O DNS é o sistema que faz o nome de um site qualquer ser “traduzido” em números, que é a linguagem dos computadores.
“O correto seria classificar esse ataque como sabotagem. O grupo que fez isso ameaça publicar esses dados, torná-los públicos – a não ser que eles recebam um pagamento. É uma sabotagem seguida de chantagem”, diz Assolini.
Não pague nada
Independentemente da modalidade usada para fazer o sequestro de dados, todos os especialistas são unânimes em dizer: não se deve nunca pagar o resgate em dinheiro pedido pelos criminosos.
“Não existe garantia nenhuma de que os dados vão ser resgatados. Afinal, são delinquentes”, diz Corrons.
Seja uma grande corporação ou uma pequena empresa, o mais indicado a fazer nesse momento é procurar a polícia especializada em crimes cibernéticos.
“Também existe uma iniciativa chamada ‘No More Ransom Project’”, diz Corrons. Criado pela Unidade de Crime de Alta Tecnologia da Polícia Holandesa, pelo European Cybercrime Centre (EC3) da Europol, e por empresas como Kaspersky e McAfee, o projeto ajuda as vítimas de sequestro de dados a recuperar as suas informações sem ter que pagar a criminosos.
O site do ‘No More Ransom Project’ , em português, tem um passo a passo para ajudar as vítimas, independentemente do tamanho do golpe.
Como evitar os ataques
Prestar atenção nos sistemas de segurança é fundamental, seja você uma empresa ou apenas uma pessoa que tenha celular. “Use fatores duplos de autentificação para tudo”, afirma o executivo da Avast.
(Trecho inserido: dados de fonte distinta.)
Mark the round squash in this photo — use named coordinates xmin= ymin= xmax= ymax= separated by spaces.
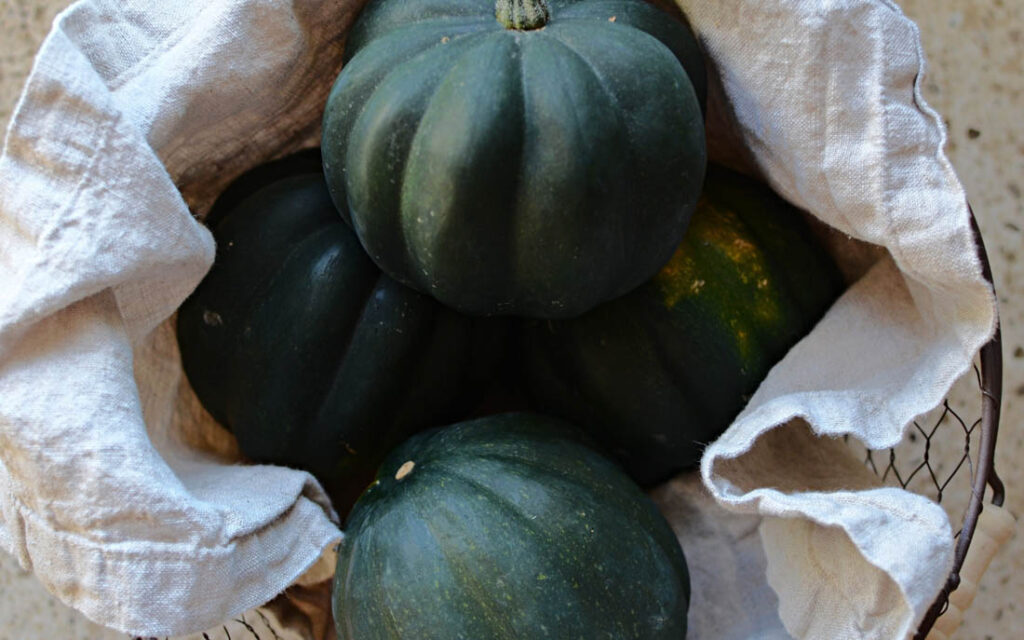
xmin=323 ymin=0 xmax=707 ymax=317
xmin=177 ymin=154 xmax=506 ymax=513
xmin=522 ymin=167 xmax=842 ymax=485
xmin=333 ymin=414 xmax=690 ymax=640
“Duvide e cheque tudo antes de clicar em algo”, afirma Tocaxelli. “Esse é o principal ensinamento que as empresas e autarquias precisam passar em treinamentos para seus colaboradores. Desconfie sempre de tudo.”
Às vezes, segundo ele, um funcionário clica em um arquivo malicioso e os criminosos passam a dominar somente aquela máquina.
“O problema é que, dominando apenas um computador, os hackers conseguem passar para outras máquinas, sem alertar o sistema de segurança, pois o sistema deles manda a mensagem desse primeiro equipamento infectado como se fosse uma informação de dentro, da casa, e isso dribla as defesas”, diz o especialista.
No caso do ministério da Saúde, ele acredita que essa tenha sido a possibilidade de invasão mais plausível.
Depois do estrago já feito, os especialistas aconselham às vítimas a analisar por onde o ataque foi realizado, para eliminar as fragilidades que serviram de brecha para o invasor.